Gerne nehmen heimische Politiker, Medien oder Prominente hierzulande das Wort „Spendenweltmeister“ in den Mund. Der gelernte Österreicher ist von seiner noblen Großzügigkeit überzeugt – man ist zwar eines der reichsten Länder der Welt, gibt aber auch dem entsprechend allen Bedürftigen.
Oder?
Eine kurze Google-Suche zum Thema Spendenweltmeister spuckt neben den Schlagzeilen patriotischer Jubelblätter wie „Heute“ oder „News“ auch einen ganzen Haufen bundesdeutscher Ergebnisse aus. Sogar unsere Schweizer Nachbarn dürften den Titel bei Bedarf in Anspruch nehmen.
Wohlan, denke ich mir also, auf zur lustigen Zahlensuche!
Im Jahre 2006 präsentierte „News“ eine Market-Umfrage zum Thema. Ohne hier näher auf die einzelnen Zahlen eingehen zu wollen – die Umfrage kommt zu dem Schluss, dass von denen, die behaupten zu spenden, durchschnittlich 20 Euro pro Jahr gegeben werden. Bei einem mittleren Einkommen von rund 20.000 Euro brutto im Jahr ergibt das also einen Anteil von 0.1%. Zur Vereinfachung der Rechnung habe ich das Spendenaufkommen auf- und das Einkommen abgerundet – so gesehen ist’s sogar noch ein bisschen weniger.
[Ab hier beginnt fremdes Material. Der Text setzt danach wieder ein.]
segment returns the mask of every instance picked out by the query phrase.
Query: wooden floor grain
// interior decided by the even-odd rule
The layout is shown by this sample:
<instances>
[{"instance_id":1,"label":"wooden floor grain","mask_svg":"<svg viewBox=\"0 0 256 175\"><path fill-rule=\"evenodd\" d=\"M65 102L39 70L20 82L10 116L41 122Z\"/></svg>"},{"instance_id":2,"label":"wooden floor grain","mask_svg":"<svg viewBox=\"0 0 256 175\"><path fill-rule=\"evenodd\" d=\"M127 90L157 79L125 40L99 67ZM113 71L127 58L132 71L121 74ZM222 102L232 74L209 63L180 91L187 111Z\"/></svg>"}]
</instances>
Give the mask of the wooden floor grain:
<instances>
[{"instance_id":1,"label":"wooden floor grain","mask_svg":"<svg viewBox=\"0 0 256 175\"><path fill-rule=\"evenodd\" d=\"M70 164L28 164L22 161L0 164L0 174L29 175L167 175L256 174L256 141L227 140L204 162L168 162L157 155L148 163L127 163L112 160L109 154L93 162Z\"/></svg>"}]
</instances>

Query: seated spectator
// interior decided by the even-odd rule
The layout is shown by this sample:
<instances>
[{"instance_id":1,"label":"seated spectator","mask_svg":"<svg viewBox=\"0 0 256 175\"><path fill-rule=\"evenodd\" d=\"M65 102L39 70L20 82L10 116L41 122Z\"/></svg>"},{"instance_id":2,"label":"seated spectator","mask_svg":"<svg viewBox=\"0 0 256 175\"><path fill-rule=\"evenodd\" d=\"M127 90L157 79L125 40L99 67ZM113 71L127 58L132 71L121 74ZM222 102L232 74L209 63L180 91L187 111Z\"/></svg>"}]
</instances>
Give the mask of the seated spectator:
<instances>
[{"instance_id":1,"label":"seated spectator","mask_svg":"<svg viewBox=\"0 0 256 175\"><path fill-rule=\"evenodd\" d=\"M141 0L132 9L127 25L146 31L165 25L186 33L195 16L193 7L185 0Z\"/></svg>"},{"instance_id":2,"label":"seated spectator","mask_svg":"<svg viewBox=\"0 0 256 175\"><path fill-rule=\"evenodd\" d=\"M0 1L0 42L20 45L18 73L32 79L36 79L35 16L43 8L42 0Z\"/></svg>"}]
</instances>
Aber weiter im Text: Auf Wikipedia gibt es eine Liste der spendenfreudigsten Länder. Zwar ist Österreich darin nicht enthalten, allerdings werden zwölf Länder miteinander verglichen, von denen die USA mit 1,67% des BIP am meisten spenden. Schlusslicht ist Frankreich mit 0.14%.
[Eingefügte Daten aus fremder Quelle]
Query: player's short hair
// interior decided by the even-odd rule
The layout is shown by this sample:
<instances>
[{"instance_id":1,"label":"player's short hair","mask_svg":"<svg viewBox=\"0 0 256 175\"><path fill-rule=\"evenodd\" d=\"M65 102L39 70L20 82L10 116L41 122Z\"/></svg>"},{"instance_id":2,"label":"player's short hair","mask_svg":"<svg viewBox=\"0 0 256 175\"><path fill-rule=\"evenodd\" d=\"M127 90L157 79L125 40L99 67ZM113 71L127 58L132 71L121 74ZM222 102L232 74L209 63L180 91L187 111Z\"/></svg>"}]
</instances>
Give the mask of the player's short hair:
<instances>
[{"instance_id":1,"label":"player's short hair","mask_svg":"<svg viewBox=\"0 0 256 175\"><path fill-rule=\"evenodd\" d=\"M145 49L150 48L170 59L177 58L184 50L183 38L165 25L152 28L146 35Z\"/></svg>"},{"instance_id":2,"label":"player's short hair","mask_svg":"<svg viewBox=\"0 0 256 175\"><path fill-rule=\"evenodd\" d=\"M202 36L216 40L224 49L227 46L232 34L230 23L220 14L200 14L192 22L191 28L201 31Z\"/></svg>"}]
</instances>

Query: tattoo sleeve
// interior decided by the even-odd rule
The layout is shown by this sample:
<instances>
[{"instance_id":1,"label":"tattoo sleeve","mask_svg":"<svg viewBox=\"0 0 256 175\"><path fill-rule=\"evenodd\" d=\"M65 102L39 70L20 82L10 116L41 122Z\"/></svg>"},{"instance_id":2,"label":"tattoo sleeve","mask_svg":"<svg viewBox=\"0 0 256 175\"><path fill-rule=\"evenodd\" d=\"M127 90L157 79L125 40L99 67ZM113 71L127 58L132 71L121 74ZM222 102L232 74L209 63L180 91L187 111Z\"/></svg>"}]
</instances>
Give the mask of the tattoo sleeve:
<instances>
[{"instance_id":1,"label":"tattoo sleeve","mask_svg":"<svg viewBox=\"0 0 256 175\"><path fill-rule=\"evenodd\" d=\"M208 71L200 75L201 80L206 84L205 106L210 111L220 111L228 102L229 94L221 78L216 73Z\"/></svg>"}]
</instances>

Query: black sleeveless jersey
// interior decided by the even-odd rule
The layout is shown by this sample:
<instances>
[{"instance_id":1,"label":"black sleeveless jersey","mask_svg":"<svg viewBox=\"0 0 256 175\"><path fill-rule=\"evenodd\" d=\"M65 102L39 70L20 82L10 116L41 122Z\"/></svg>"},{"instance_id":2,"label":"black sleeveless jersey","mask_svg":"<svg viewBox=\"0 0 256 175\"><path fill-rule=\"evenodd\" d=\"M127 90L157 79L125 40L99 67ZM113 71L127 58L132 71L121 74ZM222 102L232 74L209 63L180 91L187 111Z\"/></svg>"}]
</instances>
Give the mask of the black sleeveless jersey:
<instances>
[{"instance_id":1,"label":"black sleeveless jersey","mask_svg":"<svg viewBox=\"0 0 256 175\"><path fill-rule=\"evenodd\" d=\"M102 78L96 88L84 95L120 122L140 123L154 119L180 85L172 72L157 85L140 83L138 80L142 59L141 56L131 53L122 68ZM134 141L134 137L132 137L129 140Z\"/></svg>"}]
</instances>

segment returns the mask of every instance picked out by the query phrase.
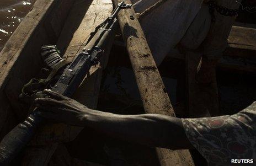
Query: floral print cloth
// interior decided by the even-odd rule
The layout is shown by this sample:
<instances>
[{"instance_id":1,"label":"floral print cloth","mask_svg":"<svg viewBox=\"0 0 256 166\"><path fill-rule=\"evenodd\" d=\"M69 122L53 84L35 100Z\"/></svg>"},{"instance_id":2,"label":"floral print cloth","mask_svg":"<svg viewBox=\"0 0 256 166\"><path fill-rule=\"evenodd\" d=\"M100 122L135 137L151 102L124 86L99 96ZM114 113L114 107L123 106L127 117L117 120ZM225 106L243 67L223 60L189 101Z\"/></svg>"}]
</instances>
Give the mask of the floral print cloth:
<instances>
[{"instance_id":1,"label":"floral print cloth","mask_svg":"<svg viewBox=\"0 0 256 166\"><path fill-rule=\"evenodd\" d=\"M188 139L209 165L233 165L231 159L255 162L255 120L254 102L233 115L183 119L182 122Z\"/></svg>"}]
</instances>

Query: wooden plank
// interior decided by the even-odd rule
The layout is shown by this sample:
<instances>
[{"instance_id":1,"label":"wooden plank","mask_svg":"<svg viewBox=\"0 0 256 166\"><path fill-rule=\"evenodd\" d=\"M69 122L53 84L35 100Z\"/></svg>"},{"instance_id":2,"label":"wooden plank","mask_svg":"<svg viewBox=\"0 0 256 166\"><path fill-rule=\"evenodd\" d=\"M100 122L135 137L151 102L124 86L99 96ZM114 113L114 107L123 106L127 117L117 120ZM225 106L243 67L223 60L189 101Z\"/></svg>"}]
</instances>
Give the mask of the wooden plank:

Weitere Recherchen ergeben ein ähnliches Bild: Österreich scheint zwar über dem europäischen Durchschnitt zu liegen – von einem Platz an der Spitze kann aber keine Rede sein. Zur Verteidigung des Nationalstolzes muss allerdings auch gesagt werden, dass Österreich im Vergleich bei der Internationalen Entwicklungshilfe relativ gut abschneidet. Hier belegen „wir“ in absoluten Zahlen Platz 16 (obwohl wir nur das ca. 25. reichste Land der Welt sind) – relativ zum Einkommen der Bevölkerung gesehen ist Österreich sogar auf Platz 10 was die Entwicklungshilfe angeht. Hier werden die vormals führenden USA auf Platz 23 verwiesen – somit relativiert sich deren außergewöhnlich gutes Ergebnis bei den privaten Spenden wieder ein wenig.
Trotzdem wage ich zu bezweifeln, dass das von den jeweiligen Spendern so weit rationalisiert wird, dass man sagt: „Ich zahl‘ doch eh so wenig/so viel Steuern, deswegen spende ich auch dementsprechend.“
Alles in Allem bleibt jedenfalls bei näherer Betrachtung nicht viel übrig vom Mythos des Spendenweltmeisters – kein Grund also, sich auf derartigen Behauptungen auszuruhen.
Kleiner Trost zum Abschluss: Auch unsere deutschsprachigen Nachbarn nehmen es mit der Wahrheit nicht so genau, wenn es um das nationale Gewissen geht. Sowohl in Deutschland wie auch in der Schweiz sind die Menschen ähnlich großzügig oder geizig wie in Österreich.